407 Uma autêntica democracia não é o somente o resultado de um respeito formal de regras, mas é o fruto da convicta aceitação dos valores que inspiram os procedimentos democráticos: a dignidade da pessoa humana, o respeito dos direitos do homem, do fato de assumir o « bem comum » como fim e critério regulador da vida política. Se não há um consenso geral sobre tais valores, se perde o significado da democracia e se compromete a sua estabilidade.
A doutrina social individua um dos riscos maiores para as atuais democracias no relativismo ético, que induz a considerar inexistente um critério objetivo e universal para estabelecer o fundamento e a correta hierarquia dos valores: «Hoje tende-se a afirmar que o agnosticismo e o relativismo céptico constituem a filosofia e o comportamento fundamental mais idôneos às formas políticas democráticas, e que todos quantos estão convencidos de conhecer a verdade e firmemente aderem a ela não são dignos de confiança do ponto de vista democrático, porque não aceitam que a verdade seja determinada pela maioria ou seja variável segundo os diversos equilíbrios políticos. A este propósito, é necessário notar que, se não existe nenhuma verdade última que guie e oriente a ação política, então as idéias e as convicções podem ser facilmente instrumentalizadas para fins de poder. Uma democracia sem valores converte-se facilmente num totalitarismo aberto ou dissimulado, como a história demonstra» [838] . A democracia é fundamentalmente «um “ordenamento” e, como tal, um instrumento, não um fim. O seu caráter « moral » não é automático, mas depende da conformidade com a lei moral, à qual se deve submeter como qualquer outro comportamento humano: por outras palavras, depende da moralidade dos fins que persegue e dos meios que usa» [839] .

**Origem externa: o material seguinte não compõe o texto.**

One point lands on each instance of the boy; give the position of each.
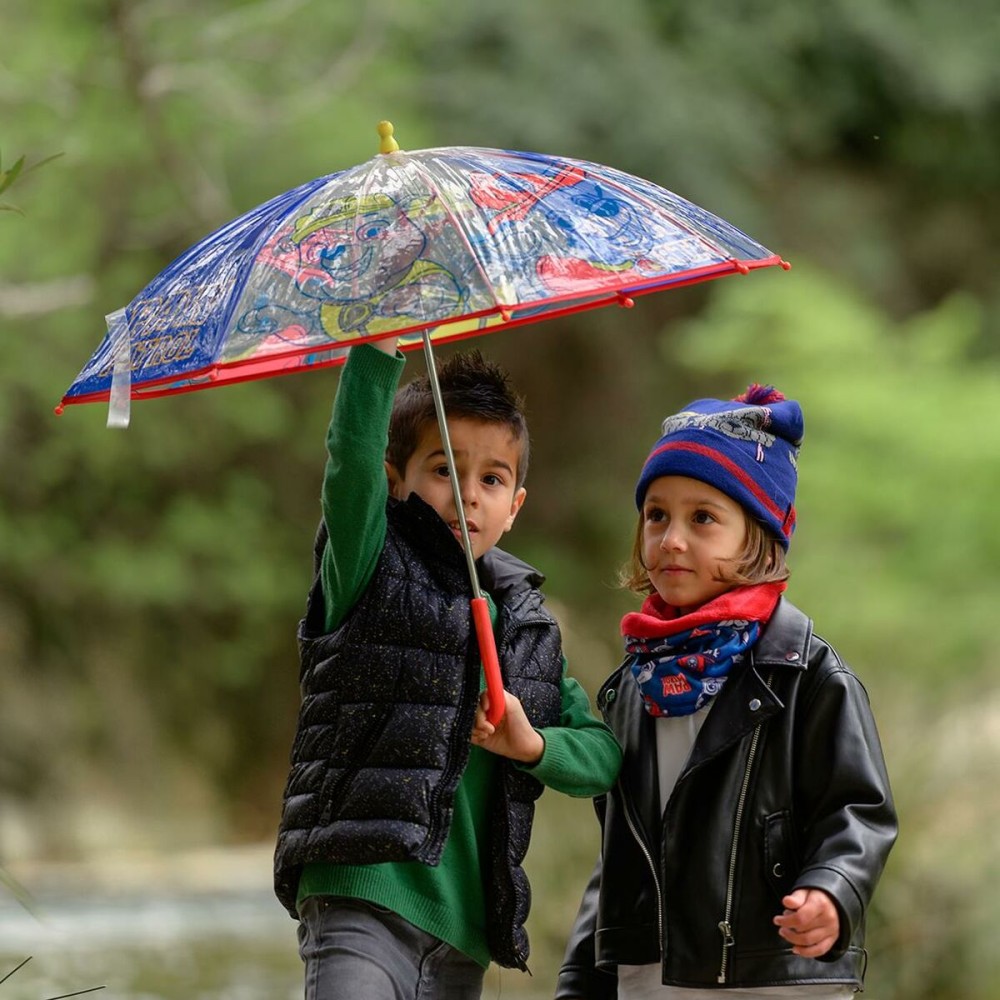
(407, 815)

408 O Magistério reconhece a validade do princípio concernente à divisão dos poderes em um Estado:«é preferível que cada poder seja equilibrado por outros poderes e outras esferas de competência que o mantenham no seu justo limite. Este é o princípio do “Estado de direito”, no qual é soberana a lei, e não a vontade arbitrária dos homens» [840] .

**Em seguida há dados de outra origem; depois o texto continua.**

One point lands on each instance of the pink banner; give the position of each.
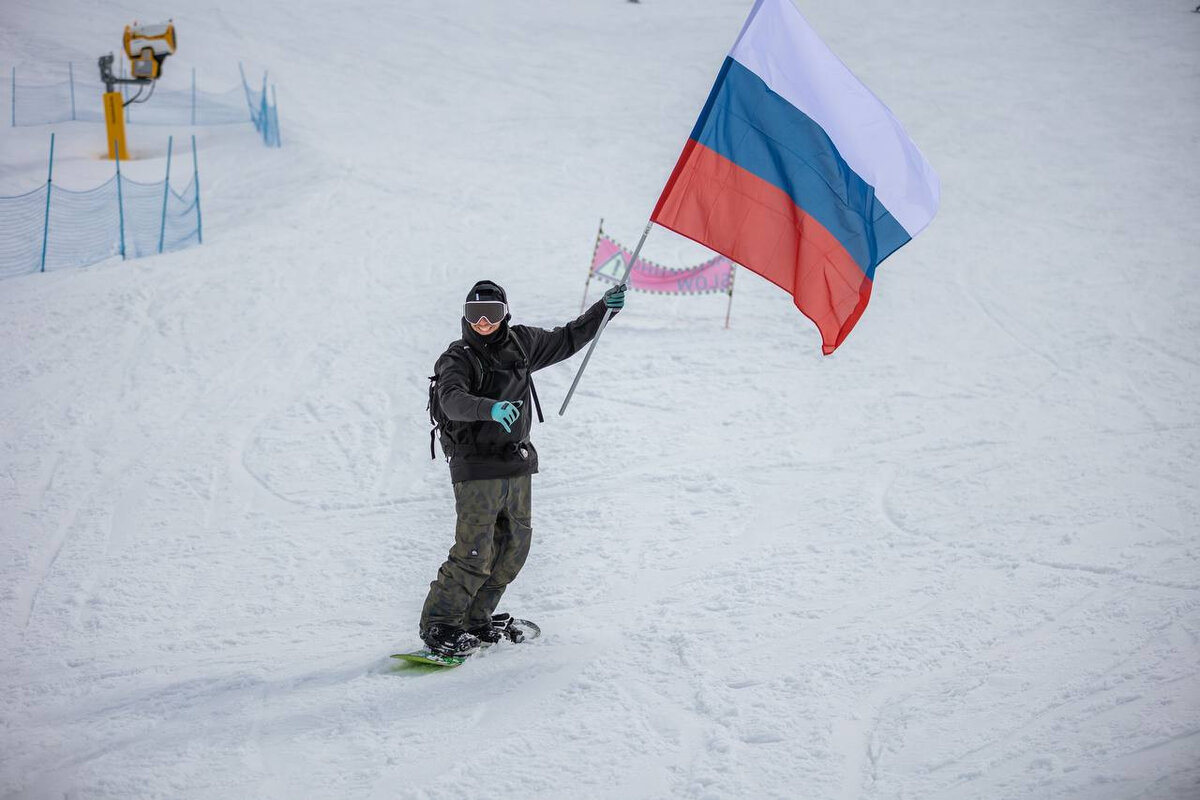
(611, 259)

No sistema democrático, a autoridade política é responsável diante do povo. Os organismos representativos devem estar submetidos a um efetivo controle por parte do corpo social. Este controle é possível antes de tudo através de eleições livres, que permitem a escolha assim como a substituição dos representantes. A obrigação, por parte dos eleitos, de prestar contas acerca da sua atuação, garantida pelo respeito dos prazos do mandato eleitoral, é elemento constitutivo da representação democrática.
409 No seu campo específico (elaboração de leis, atividade de governo e controle sobre a mesma), os eleitos devem empenhar-se na busca e na realização de tudo aquilo que possa favorecer ao bom andamento da convivência civil no seu conjunto [841] . A obrigação que os governantes têm de responder aos governados não implica de modo algum que os representantes sejam simples agentes passivos dos eleitores. O controle exercido pelos cidadãos, de fato, não exclui a necessária liberdade de que devem gozar no cumprimento de seu mandato em relação aos objetivos a perseguir: estes não dependem exclusivamente de interesses de parte, mas em medida muito maior da função de síntese e de mediação em vista do bem comum, que constitui uma das finalidades essenciais e irrenunciáveis da autoridade política.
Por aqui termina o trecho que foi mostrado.